Reed doesn't do many lengthy media interviews, though, and when he does, he doesn't freely offer up anecdotes that give you insight into who he is. His locker is tucked back in the corner or the Ravens locker room, close to the showers and away from the noise. Scribes tasked with trying to get a peak inside his head almost always leave frustrated. At the end of camp this year, when he took questions at the podium for nearly 10 minutes, it was the longest anyone could remember him sitting still for an interview.
"This is not just football and a job, it’s fun also," Reed said. "We have a lot of fun outside of this. That’s what keeps us going. That’s what’s going to keep you going at the end of the day, even as a little kid. When you were a kid, and kids today, they enjoyed this. That’s the pure times of their life, to enjoy football, and a lot of us still have that little kid inside."
Reed has said that, when he football career is over, he wants to work with kids in inner city neighborhoods and make a difference in their lives the way teachers and coaches made a difference in his. Another Raven told me recently Reed is looking into possibly going to graduate school for business this spring. Thinking about his son, and the longevity of life, has forced him to play differently the past couple seasons.

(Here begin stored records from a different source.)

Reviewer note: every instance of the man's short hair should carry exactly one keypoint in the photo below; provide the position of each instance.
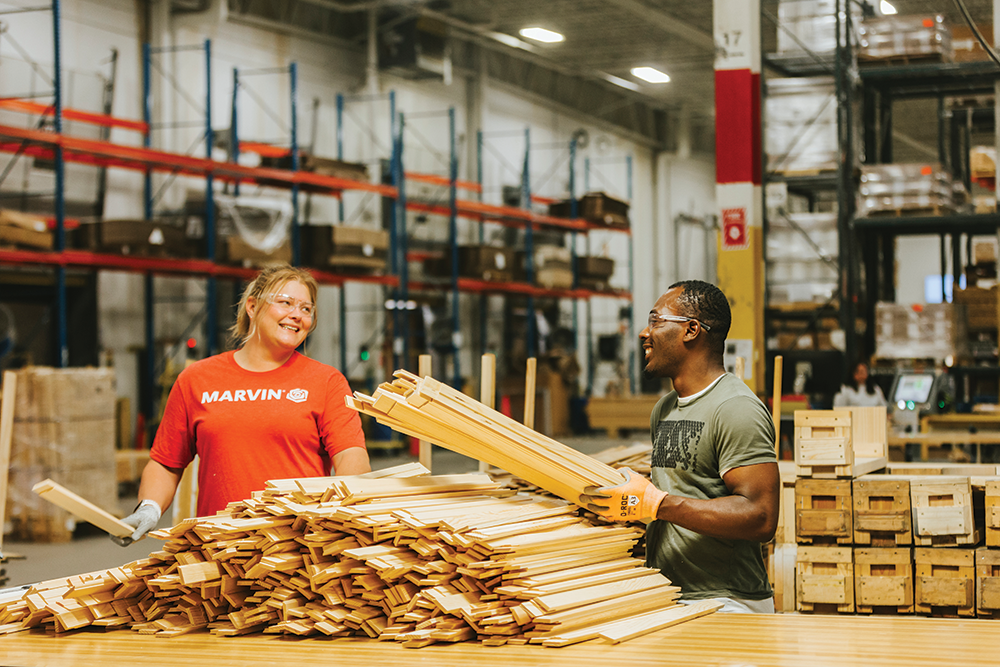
(706, 302)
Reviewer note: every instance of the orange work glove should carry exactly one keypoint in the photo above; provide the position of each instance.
(635, 500)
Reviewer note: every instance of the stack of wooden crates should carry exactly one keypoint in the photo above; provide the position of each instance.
(64, 429)
(855, 542)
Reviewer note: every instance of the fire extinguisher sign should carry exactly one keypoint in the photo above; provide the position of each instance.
(734, 229)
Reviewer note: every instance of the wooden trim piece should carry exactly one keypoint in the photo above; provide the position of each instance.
(62, 497)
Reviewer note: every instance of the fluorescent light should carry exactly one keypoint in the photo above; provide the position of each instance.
(541, 35)
(650, 74)
(611, 78)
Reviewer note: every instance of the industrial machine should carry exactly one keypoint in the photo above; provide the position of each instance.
(915, 394)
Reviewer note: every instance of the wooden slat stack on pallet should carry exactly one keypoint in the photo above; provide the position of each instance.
(832, 447)
(417, 560)
(64, 429)
(429, 410)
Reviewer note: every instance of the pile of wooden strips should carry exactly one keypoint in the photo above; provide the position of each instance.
(418, 560)
(432, 411)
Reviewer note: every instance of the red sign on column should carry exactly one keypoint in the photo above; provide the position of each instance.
(734, 229)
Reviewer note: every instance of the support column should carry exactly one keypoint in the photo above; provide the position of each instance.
(738, 179)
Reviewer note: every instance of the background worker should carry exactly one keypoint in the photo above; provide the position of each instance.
(262, 411)
(859, 390)
(714, 495)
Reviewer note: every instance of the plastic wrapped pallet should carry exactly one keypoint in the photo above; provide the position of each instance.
(901, 188)
(802, 251)
(809, 24)
(64, 429)
(930, 331)
(801, 130)
(921, 37)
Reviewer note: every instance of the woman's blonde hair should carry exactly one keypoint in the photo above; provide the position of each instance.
(269, 281)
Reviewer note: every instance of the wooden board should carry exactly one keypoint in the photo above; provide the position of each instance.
(84, 509)
(987, 583)
(776, 640)
(6, 435)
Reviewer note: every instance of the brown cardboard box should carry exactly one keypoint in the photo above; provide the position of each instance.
(50, 394)
(133, 237)
(24, 229)
(239, 251)
(596, 207)
(345, 247)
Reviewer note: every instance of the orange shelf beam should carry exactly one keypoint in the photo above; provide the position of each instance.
(104, 120)
(104, 153)
(164, 265)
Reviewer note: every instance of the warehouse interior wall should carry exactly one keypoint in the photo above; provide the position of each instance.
(663, 184)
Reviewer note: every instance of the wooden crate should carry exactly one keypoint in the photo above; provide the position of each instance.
(883, 580)
(847, 442)
(823, 511)
(944, 581)
(942, 511)
(882, 516)
(987, 583)
(992, 503)
(824, 579)
(617, 413)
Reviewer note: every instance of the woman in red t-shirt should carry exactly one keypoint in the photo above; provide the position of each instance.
(261, 411)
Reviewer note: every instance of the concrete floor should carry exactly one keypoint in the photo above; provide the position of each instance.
(91, 550)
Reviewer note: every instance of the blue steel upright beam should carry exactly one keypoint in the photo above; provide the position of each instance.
(529, 245)
(630, 333)
(62, 327)
(211, 330)
(148, 291)
(342, 301)
(296, 241)
(456, 329)
(590, 304)
(234, 133)
(483, 299)
(399, 253)
(572, 235)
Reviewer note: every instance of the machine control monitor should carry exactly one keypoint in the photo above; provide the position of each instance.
(915, 388)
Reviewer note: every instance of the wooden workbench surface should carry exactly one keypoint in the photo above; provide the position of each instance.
(719, 639)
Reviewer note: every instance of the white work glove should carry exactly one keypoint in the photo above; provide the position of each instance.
(143, 519)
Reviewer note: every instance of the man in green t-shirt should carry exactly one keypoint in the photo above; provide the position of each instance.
(714, 495)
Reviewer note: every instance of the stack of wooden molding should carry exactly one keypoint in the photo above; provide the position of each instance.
(417, 560)
(432, 411)
(637, 456)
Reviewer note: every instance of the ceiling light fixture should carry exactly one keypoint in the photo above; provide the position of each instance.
(650, 74)
(541, 35)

When he was done taking questions, Reed took an empty plastic Gatorade bottle he'd been fiddling with and launched it in the direction of a garbage can like he was shooting a basketball. The garbage can must have been 20 yards away, minimum, but Reed's bottle had the perfect amount of arch and touch. He buried the shot, to the astonishment of everyone watching.
Most NFL players would have roared in celebration or pounded their chest.
Reed chuckled like it was nothing, and kept on going.
Silly moments like that, almost more so than 104-yard interception returns, remind me that as we enter the ninth season of his career in a Ravens uniform -- a career that will certainly end one day in Canton, even if it ended today -- it doesn't matter if I don't really know what's going on inside his head.
It doesn't matter because I still get to sit back and watch, and appreciate, a man with remarkable gifts as he goes about his business, unburdened by drama or ego, yet driven to be the best for however long it lasts.